The first successful implementations of a vector processor appears to be the CDC Cyber 200 and the Texas Instruments Advanced Scientific Computer. The Cyber machine was otherwise slower than CDC's own supercomputers like the CDC 7600 (and much smaller too), but at those data related tasks they could be quite a bit faster. However the machine also took considerable time decoding the vector instruction and getting ready to run the process, so in fact it typically performed quite poorly.
The technique was only fully exploited in the famous Cray-1. Instead of leaving the data in memory, the Cray design had eight "vector registers" which held 64 64bit words each. The instructions were applied between registers, which is much faster than talking to main memory. In addition the design had completely separate pipelines for different instructions, allowing a batch of vector instruction themselves to be pipelined, a technique they called vector chaining. The Cray-1 normally had a performance of about 80 Mflops, but with up to three chains running it could peak at 240 Mflops - a respectible number even today.

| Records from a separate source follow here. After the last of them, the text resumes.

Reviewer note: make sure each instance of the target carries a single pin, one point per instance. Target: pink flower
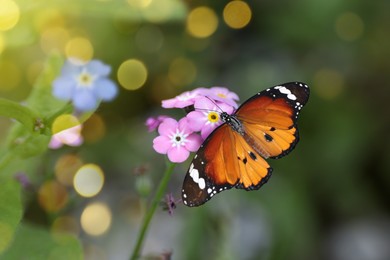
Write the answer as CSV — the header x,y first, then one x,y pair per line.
x,y
206,116
223,95
185,99
176,139
71,136
152,123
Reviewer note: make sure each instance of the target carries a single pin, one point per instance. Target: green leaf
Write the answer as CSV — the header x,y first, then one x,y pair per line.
x,y
32,242
23,140
18,112
10,211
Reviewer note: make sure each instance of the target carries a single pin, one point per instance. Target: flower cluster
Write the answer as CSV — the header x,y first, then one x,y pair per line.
x,y
203,106
85,84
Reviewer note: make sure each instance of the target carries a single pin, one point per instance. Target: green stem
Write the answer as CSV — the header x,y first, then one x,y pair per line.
x,y
149,214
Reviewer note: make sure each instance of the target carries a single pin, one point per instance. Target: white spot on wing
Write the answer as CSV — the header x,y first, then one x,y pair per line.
x,y
201,183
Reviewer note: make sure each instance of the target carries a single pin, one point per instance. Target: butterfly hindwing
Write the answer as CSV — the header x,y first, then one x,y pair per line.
x,y
265,126
225,160
270,117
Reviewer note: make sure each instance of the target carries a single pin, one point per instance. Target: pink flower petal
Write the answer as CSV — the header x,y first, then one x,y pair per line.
x,y
167,126
162,144
194,142
196,120
178,154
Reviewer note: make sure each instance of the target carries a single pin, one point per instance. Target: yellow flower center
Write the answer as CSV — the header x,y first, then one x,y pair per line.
x,y
213,117
85,79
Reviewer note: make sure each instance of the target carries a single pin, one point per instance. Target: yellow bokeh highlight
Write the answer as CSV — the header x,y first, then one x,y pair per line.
x,y
2,43
64,122
79,48
237,14
328,83
10,75
65,224
54,38
96,219
66,167
132,74
202,22
139,3
182,71
349,26
52,196
89,180
47,18
6,232
9,14
94,129
33,71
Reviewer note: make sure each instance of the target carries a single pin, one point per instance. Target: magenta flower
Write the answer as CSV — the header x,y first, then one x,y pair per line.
x,y
71,136
223,95
185,99
176,139
152,123
206,116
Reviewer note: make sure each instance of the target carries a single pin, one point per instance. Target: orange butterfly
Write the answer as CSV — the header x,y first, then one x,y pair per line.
x,y
265,126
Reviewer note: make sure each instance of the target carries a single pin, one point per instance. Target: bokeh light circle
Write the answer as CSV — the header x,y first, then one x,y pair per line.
x,y
66,167
54,38
202,22
9,14
132,74
88,180
64,122
96,219
237,14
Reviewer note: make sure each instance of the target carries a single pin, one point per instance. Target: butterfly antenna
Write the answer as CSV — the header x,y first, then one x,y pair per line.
x,y
215,103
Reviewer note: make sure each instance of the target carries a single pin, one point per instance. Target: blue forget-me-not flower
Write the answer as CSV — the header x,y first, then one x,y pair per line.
x,y
85,84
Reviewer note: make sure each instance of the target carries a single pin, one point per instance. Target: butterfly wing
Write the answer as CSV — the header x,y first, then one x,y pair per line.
x,y
225,160
228,159
270,118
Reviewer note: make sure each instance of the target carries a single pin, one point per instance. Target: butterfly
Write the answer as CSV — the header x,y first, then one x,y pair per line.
x,y
233,155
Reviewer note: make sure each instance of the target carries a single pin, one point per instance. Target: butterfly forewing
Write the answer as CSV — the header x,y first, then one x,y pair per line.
x,y
218,165
270,118
233,154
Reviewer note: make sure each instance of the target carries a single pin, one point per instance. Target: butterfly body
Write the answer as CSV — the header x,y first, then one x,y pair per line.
x,y
234,154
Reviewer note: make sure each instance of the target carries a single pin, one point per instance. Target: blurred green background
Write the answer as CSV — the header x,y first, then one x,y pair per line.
x,y
329,199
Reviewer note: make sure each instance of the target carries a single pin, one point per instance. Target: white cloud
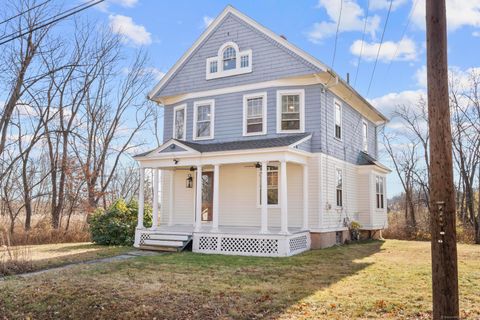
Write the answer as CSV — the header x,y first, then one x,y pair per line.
x,y
207,21
104,6
404,50
460,13
385,4
131,32
387,103
352,19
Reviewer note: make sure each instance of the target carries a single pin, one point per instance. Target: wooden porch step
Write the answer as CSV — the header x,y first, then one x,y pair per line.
x,y
166,243
162,236
159,248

Other examples followed. CDC tried once again with it's ETA-10 machine, but it sold poorly and they took that as an opportunity to leave the supercomputing field entirely. Various Japanese companies (Fujitsu, Hitachi and NEC) introduced register-based vector machines similar to the Cray-1, typically being slightly faster and much smaller. However Cray continued to be the performance leader, continually besting the competition with a series of machines that led to the Cray-2, Cray X-MP and Cray Y-MP. Since then the supercomputer market has focussed much more on massively parallel processing rather than better implementations of vector processors.
Today the average computer at home crunches as much data watching a short QuickTime video as did all of the supercomputers up to the 1970's. Vector processor elements have since been added to almost all modern CPU designs, although they are typically referred to as SIMD. In these implementations the vector processor runs beside the main scalar CPU, and is fed data from programs that know it's there.
The NEC SX-6 supercomputer architecture is a NUMA architecture built out of SMP machines with 8 vector processors each.